Why has American privateering not been brought to light? Was it the fact that privateering was nothing more than legalized piracy? Probably so but it was also the only way to create and equip a Navy on someone else's dime. The Continental Congress jumped on this method of financing a Navy in a material way. More than 2,000 privately owned warships were commissioned by Congress to prey on enemy transports, seize them by force and sell their cargos to be divided between crew, officers and owners.

So effective was the American privateer that it became quite a huge trade, employing tens of thousands and involving some of the most prominent citizens such as John Hancock, John Livingston, and Robert Morris. Privateering was approved by Washington in his siege of Boston; Silas Deane and Benjamin Franklin outfitted ships, arranged for the sale of confiscated goods in French ports and issued their own comissions. But probably the most effective participant was William Bingham, an American appointed by Congress to operate out of the Caribbean port of Martinique. Yet again authorizing vessels independently, his exploits are the stuff of legend. Britain also authorized privateers. Once authorized, over 100 were launched by loyalists in New York City and more than 1,000 launched from Britain and the West Indies.

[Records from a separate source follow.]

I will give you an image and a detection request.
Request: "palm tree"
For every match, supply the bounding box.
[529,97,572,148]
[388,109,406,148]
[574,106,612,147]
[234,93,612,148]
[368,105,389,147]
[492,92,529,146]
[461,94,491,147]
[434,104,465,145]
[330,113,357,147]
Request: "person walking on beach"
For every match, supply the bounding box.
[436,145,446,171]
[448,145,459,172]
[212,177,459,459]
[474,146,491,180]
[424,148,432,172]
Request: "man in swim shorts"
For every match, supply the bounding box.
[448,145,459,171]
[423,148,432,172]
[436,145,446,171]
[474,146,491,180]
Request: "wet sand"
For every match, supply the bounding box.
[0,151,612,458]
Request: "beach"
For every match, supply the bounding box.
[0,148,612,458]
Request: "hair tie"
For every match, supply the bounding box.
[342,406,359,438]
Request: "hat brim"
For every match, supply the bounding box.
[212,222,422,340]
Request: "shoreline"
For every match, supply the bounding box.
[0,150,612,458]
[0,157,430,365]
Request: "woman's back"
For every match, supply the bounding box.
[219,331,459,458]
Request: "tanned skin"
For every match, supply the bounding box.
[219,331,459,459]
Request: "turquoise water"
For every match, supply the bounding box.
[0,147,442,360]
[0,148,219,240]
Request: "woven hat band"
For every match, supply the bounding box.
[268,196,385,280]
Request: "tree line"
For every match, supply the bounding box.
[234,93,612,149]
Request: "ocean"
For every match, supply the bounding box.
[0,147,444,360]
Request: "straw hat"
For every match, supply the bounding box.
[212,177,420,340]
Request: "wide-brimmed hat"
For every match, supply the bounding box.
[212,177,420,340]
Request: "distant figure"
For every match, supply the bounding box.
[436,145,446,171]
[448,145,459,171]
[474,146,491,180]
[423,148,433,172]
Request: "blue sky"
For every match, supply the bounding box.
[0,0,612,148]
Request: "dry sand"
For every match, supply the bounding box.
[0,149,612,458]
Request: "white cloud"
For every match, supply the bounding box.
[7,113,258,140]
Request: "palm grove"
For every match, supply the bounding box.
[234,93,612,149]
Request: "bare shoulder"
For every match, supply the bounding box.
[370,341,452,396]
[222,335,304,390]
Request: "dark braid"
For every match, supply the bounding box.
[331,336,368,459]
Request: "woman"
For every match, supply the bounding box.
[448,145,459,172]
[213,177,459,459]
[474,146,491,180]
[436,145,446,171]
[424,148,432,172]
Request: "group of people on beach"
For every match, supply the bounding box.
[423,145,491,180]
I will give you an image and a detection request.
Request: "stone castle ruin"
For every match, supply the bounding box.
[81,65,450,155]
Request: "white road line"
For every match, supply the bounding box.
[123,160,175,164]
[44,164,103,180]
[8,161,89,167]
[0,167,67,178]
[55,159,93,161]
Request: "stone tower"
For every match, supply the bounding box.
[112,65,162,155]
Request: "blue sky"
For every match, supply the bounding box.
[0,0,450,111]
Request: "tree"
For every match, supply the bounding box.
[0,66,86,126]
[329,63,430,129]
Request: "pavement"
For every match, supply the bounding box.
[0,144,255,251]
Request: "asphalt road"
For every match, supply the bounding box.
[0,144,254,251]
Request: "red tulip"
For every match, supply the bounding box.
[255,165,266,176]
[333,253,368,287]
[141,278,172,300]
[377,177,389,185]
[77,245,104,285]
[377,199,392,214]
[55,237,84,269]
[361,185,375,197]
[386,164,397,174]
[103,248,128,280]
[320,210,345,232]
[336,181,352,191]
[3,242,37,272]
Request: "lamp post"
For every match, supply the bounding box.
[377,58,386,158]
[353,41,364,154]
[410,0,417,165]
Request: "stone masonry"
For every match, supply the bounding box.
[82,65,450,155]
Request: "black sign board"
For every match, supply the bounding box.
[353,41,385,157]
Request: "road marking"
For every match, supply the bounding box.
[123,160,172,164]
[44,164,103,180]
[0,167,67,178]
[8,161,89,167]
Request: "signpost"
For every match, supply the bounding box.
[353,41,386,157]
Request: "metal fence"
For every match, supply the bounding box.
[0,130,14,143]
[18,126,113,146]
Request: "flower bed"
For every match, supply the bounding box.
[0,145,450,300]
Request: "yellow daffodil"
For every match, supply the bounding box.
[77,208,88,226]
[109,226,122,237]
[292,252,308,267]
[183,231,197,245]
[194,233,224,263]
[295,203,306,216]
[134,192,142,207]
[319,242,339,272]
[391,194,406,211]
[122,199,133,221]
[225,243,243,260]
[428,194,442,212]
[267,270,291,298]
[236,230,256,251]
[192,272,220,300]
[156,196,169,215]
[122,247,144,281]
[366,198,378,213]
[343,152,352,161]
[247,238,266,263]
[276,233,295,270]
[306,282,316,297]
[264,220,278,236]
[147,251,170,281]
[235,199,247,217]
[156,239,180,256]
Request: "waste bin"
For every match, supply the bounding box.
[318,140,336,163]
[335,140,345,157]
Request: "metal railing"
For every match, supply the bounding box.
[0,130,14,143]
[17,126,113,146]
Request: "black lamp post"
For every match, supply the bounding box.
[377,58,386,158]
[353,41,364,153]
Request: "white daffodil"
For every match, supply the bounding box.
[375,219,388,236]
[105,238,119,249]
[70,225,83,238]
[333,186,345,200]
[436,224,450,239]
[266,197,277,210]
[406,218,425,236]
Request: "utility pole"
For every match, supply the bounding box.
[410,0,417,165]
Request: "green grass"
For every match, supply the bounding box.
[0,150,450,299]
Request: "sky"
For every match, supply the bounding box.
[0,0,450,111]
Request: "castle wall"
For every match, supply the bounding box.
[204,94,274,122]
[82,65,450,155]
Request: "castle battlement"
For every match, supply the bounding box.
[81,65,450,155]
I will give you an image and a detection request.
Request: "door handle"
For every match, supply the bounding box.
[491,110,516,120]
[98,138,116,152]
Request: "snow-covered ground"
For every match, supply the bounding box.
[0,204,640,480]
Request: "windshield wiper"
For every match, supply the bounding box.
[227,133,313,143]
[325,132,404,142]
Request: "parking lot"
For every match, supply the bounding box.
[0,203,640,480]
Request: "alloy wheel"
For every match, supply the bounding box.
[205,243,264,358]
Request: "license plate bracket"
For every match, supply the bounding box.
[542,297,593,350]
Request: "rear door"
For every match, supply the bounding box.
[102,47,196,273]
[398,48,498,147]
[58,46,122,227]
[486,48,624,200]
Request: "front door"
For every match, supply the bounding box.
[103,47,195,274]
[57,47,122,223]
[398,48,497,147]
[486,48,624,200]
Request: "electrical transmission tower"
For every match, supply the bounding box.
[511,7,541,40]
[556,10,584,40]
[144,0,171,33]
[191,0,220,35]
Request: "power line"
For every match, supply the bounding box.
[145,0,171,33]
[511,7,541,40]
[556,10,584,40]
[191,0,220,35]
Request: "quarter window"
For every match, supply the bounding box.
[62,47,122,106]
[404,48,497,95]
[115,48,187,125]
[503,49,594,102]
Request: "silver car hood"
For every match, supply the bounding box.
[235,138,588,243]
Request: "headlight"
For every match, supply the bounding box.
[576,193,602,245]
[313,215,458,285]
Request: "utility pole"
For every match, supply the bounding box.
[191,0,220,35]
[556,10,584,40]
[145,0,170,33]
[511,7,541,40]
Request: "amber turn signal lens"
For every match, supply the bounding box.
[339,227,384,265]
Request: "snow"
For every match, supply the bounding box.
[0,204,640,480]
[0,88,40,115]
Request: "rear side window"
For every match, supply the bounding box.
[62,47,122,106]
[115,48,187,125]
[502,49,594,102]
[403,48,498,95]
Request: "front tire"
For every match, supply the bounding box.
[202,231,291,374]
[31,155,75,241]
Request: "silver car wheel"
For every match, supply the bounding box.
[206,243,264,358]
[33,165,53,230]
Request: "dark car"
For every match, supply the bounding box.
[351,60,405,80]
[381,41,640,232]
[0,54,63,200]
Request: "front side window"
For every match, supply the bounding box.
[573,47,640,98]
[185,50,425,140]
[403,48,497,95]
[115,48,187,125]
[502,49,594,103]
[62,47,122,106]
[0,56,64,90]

It is simply amazing that this stunning growth business, practiced by both sides, is for the most part, a completely unreported part of the War for Independence. The vast fortunes that were made through these efforts survive to this day, among them, the author asserts, are the Peabodys, Cabots and Lowells of Massachusetts and the Derbys and the Browns of Rhode Island.

This is a fascinating work, one not to be missed.